# Transfer learning

In this notebook, we will look at transfer learning. We saw how long it might take to train a model for classifying cats and dogs from the ground up. Let us instead try to utilize an existing model already trained for image classification to improve our classification of cats and dogs. Throughout this notebook, we will use the `VGG16` model for such, but there are many other newer and better models, of course. 

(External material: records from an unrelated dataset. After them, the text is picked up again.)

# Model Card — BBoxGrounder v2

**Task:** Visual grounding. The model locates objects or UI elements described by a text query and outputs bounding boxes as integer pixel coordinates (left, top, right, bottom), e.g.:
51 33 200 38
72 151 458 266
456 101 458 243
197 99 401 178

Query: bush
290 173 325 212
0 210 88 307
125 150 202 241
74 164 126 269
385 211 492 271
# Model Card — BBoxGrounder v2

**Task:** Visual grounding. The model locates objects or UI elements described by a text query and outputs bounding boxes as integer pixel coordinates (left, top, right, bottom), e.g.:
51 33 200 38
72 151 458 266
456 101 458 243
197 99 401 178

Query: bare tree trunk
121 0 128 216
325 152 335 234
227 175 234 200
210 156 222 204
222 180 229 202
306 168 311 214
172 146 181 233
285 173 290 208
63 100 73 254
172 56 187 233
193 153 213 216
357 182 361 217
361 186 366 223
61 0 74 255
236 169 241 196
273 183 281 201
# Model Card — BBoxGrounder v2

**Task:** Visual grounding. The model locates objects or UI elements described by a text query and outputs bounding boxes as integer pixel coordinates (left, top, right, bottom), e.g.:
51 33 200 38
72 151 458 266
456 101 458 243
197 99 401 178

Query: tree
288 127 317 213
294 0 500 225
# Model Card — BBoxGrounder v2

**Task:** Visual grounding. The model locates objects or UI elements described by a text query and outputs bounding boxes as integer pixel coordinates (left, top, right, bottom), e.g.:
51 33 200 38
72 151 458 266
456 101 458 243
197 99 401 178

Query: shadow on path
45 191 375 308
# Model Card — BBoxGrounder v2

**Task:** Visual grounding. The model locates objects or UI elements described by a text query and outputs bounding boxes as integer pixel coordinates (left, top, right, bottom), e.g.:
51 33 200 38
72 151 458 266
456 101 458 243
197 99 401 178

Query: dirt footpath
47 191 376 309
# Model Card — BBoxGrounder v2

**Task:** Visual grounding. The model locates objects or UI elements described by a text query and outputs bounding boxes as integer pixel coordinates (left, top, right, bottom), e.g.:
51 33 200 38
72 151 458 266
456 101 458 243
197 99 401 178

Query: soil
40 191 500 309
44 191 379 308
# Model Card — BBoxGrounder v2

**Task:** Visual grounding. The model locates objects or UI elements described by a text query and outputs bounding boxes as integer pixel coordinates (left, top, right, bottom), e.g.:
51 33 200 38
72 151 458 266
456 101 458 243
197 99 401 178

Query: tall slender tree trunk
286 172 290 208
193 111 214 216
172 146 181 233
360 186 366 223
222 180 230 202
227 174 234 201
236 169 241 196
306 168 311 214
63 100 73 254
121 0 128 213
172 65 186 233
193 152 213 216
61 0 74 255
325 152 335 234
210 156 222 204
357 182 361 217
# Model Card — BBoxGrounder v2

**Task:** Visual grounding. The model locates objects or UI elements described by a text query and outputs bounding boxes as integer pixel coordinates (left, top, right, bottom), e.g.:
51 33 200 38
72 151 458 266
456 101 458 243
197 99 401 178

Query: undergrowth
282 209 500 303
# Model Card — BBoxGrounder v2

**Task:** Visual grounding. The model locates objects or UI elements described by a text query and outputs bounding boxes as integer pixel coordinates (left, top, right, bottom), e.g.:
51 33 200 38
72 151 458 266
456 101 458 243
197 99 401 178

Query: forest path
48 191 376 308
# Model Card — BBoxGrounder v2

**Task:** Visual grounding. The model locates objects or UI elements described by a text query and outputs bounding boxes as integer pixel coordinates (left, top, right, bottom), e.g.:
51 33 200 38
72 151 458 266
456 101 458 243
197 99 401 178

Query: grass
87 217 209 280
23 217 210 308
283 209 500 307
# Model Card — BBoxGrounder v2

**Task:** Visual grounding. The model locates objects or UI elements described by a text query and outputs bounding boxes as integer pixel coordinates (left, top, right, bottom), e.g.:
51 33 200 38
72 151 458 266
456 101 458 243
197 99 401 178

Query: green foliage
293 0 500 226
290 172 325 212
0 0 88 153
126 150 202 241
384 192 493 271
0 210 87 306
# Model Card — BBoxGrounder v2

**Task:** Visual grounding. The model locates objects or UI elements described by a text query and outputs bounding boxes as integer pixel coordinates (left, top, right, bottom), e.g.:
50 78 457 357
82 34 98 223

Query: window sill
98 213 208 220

The code is heavily inspired by the Chapter 8 notebook from the book "Deep learning with Python" by François Chollet, available [here](https://github.com/fchollet/deep-learning-with-python-notebooks/blob/master/chapter08_intro-to-dl-for-computer-vision.ipynb).

In [None]:
import numpy as np
import matplotlib.pyplot as plt
import keras

from tensorflow import keras
from tensorflow.keras import layers

In [None]:
from tensorflow.keras.utils import image_dataset_from_directory

train_dataset = image_dataset_from_directory(
    "dogs_vs_cats_tiny/train",
    image_size=(180, 180),
    batch_size=32)
validation_dataset = image_dataset_from_directory(
    "dogs_vs_cats_tiny/validation",
    image_size=(180, 180),
    batch_size=32)
test_dataset = image_dataset_from_directory(
    "dogs_vs_cats_tiny/test",
    image_size=(180, 180),
    batch_size=32)

## Feature extraction once

We fill first define or load a version of the VGG16 mode. Note, the first time, the code is run, the VGG16 model is downloaded. The `weights` argument just specify the particular version we want and the `include_top?` that we will not include the top dense layers as we want to add our own.

In [None]:
conv_base = keras.applications.vgg16.VGG16(
    weights="imagenet",
    include_top=False,
    input_shape=(180, 180, 3))
conv_base.summary()

Let us now pass our images through this convolutional base to extract a new feature representation:

In [None]:
def get_features_and_labels(dataset):
    all_features = []
    all_labels = []
    for images, labels in dataset:
        preprocessed_images = keras.applications.vgg16.preprocess_input(images)
        features = conv_base.predict(preprocessed_images)
        all_features.append(features)
        all_labels.append(labels)
    return np.concatenate(all_features), np.concatenate(all_labels)

train_features, train_labels =  get_features_and_labels(train_dataset)
val_features, val_labels =  get_features_and_labels(validation_dataset)
test_features, test_labels =  get_features_and_labels(test_dataset)

print("Shape of training features:", train_features.shape)
print("Shape of training labels:", train_labels.shape)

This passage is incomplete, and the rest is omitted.